A escalada de violência registada desde o último relatório de Open Doors International sobre as perseguições aos cristãos no mundo, que aponta o ano de 2014 como o mais negro de sempre, com pelo menos 4334 pessoas assassinadas e mais de mil lugares de culto destruídos pela mesma razão (o dobro do ano anterior), tem muito a ver com a prepotente entrada na ribalta de novos ou seminovos actores: a Síria, outrora um pacífico condomínio inter-religioso, se bem que à custa duma ditadura comparável a Pyongyang; o Iraque, onde o avanço do vizinho Califato galvanizou os fanáticos acelerando o esvaziamento das igrejas iniciado em 2003; os grupos neo-jihadistas que, da Líbia à Somália dos Shabaab, passando pelo Sinai egípcio, viram, na filiação ideológica com os assassinos de al-Baghdadi, o resgate duma marginalidade geográfica e geopolítica selada pelo contínuo relançamento da violência; a Nigéria, onde desde há uns meses os já aterradores killers de Boko Haram decidiram dar um salto qualitativo lançando-se no sequestro de jovens mulheres para as vender como escravas, atentados kamikazes levados a cabo por meninas ignaras, bombas no centro dos mercados mais populares.

«Voltaremos». As Primaveras Árabes, em 2011, acenderam a esperança duma nova aliança entre povos divididos pela fé mas tendo em comum o desejo de democracia, e as bandeiras desfraldadas na cairota praça Tahrir, com a cruz copta junto à meia-lua islâmica, converteram-se na esperança duma inversão de marcha em relação à gradual pulverização das igrejas no Médio Oriente onde o cristianismo nascera.
«Os nossos amigos muçulmanos, brincando, sugeriam que fizéssemos as malas porque, mais cedo ou mais tarde, nos iam expropriar» conta o católico Francis Sheada, minoria na minoria cristã do Egipto que hoje é identificada como um só homem por detrás do presidente el-Sisi. O pastor Sherapim, que há mais de 17 anos guias a Igreja Evangélica Arménia de Alepo, não toma uma posição política (excepto contra a Turquia) mas fotografa uma comunidade em equilíbrio precário à beira dum abismo à que, em vão, atenua as necessidades básicas: «A casa de família na minha cidade natal foi incendiada e sobre as paredes está escrito “voltaremos”. Apesar de ter sofrido 3 atentados, a igreja arménia permaneceu aberta todos os domingos nos últimos 4 anos e, mesmo com os mísseis, celebrávamos a missa com cerca de 250 fiéis, incluindo católicos e ortodoxos que ficaram sem igreja. Não lhes dizemos para vir, mas vêm, depois da pavorosa escalation durante a Páscoa ortodoxa uma senhora de 82 anos disse-me que estava ali porque é melhor morrer ao pé do altar do que na cozinha». 70% dos cristãos partiram duma Alepo sem electricidade, para os campos de refugiados sírios espalhados entre a Turquia e a Jordânia. Metade das tendas é ocupada por mulheres e homens baptizados: quem ficou prisioneiro da História tem saudades do regime de Assad.
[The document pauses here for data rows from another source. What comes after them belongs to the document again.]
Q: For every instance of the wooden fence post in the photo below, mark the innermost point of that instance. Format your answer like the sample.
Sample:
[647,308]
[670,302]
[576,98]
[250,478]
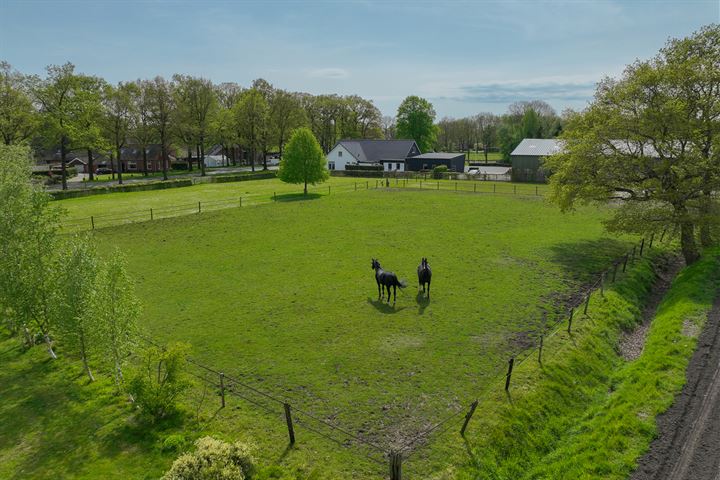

Segundo a Amnistia Internacional, no início de 2014 o Boko Haram sequestrou na Nigéria pelo menos 2 mil mulheres e raparigas para delas fazer escravas ou baby-kamikaze, matou mais de 5.500 civis, destruiu aldeias inteiras, entre as quais Bama, onde recentemente o oficial do CESNUR denunciou a descoberta duma fossa comum com pelo menos 550 corpos de mulheres que poderiam ser as raparigas de Chibok. «As minhas filhas estão entre as raparigas desaparecidas, sinto uma profunda dor que me acompanha todos os dias», murmura com um fio de voz o reverendo Enock, pai de duas das 232 estudantes de Quibok (das quais pelo menos 165 são cristãs) raptadas há um ano pelos bandos de Boko Haram. Desde esse momento, com a filiação dos talibãs de África ao Estado Islâmico, a Nigéria passou dos recontros, duríssimos, entre as tribos rurais e muçulmanas do norte e o sul cristão e mercantil, à trincheira do ódio.